El fútbol americano de la AFL es mi pasión. Pero es el único lugar donde no puedo salir.

Llevo 20 años siendo abiertamente gay: con mi familia, mis amigos, mis vecinos, incluso el cartero. Todo el mundo lo sabe, menos mi club de fútbol local.

¿Por qué? Porque de verdad no me siento cómodo contándoles mi homosexualidad a mis compañeros en este deporte. No puedo describirles cuánto duele.

No tengo una bandera arcoíris. No soy un portavoz gay. Solo quiero ser incluido en el deporte que amo.

Amo el fútbol australiano con pasión. Lo he hecho toda mi vida. A los seis años, empecé a jugar al fútbol rural en una zona rural de Nueva Gales del Sur. Tuve la suerte de jugar en el mismo equipo que mi padre. He seguido jugando a este gran deporte toda mi vida.

Me encanta ir al ‘G’ y ver la diversidad. Dos señoras de 80 años con ropa de perros y un almuerzo para llevar. La familia vietnamita comiendo un pastel antes del salto.

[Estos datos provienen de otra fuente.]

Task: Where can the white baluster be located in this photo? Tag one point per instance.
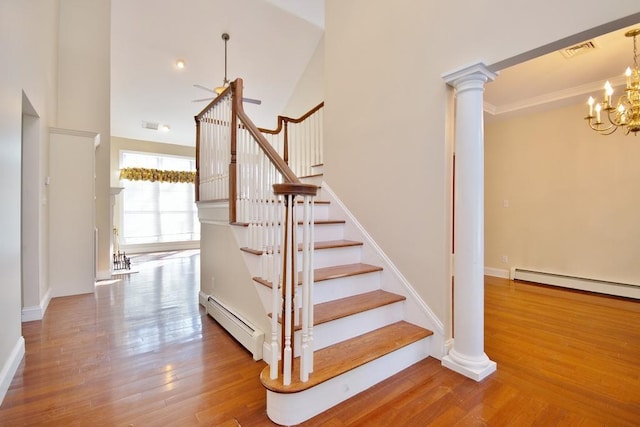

Una madre llevando a sus hijas e hijos a ver a sus gatos en apuros.

La diversidad de nuestro fútbol es lo que lo hace grande. No hace falta ir muy lejos para ver otros deportes importantes que ansiarían la diversidad en nuestros partidos.

Pero después de la gran final de 2018, no pude ni mirar un partido durante meses. Esa noche, me senté cerca de un hombre que me gritó el mismo insulto que Izak Rankine usó durante todo el partido. Me dejó agotado.

Pero me encanta el fútbol. Y amo a mi esposo.

Ojalá esas dos cosas no estuvieran en conflicto. Pero lo están.

Cada semana, en los entrenamientos y durante mis partidos de fútbol, ​​escucho chistes y comentarios sobre gays. Aunque la mayoría son inofensivos, lo que sí confirma mi sentimiento (y el de muchos otros jugadores gays): si bien mis compañeros no odian a los gays, aquí en este deporte, los gays son el blanco de las bromas, no nuestro extremo o nuestro ruckman.

Y supongo que ese es mi mayor problema. Supongo que el 90% de mi equipo de fútbol estaría totalmente de acuerdo si les presentara a mi marido. Pero aun así, el fútbol tiene una cultura que ve a los gays como chistes, no como jugadores.

Muchos han tratado de desestimar los comentarios de Rankine como improvisados, en el calor de la batalla, o en la niebla de la guerra, por así decirlo.

Ya sea que Rankine lo dijera en el calor del momento o no (dudo que odie de verdad a los gays), esa palabra me dice a mí y a todos los gays en las gradas que no pertenecemos. Por eso importa.

El entrenador de Gold Coast, Damien Hardwick, dijo: “¿ En qué momento [nos preguntamos] qué podemos decir y qué no ?”. No voy a sermonear a Hardwick sobre qué se puede decir o no. Esos puntos se abordarán en otro momento. Solo quiero señalar que cuando esto sucede, junto con el consiguiente debate, me reafirma exactamente por qué me cuesta confesar mi homosexualidad a mis compañeros. Lamentablemente, creo que es correcto guardarme esa parte de mi vida para mí; el fútbol australiano claramente no está preparado para jugadores abiertamente homosexuales.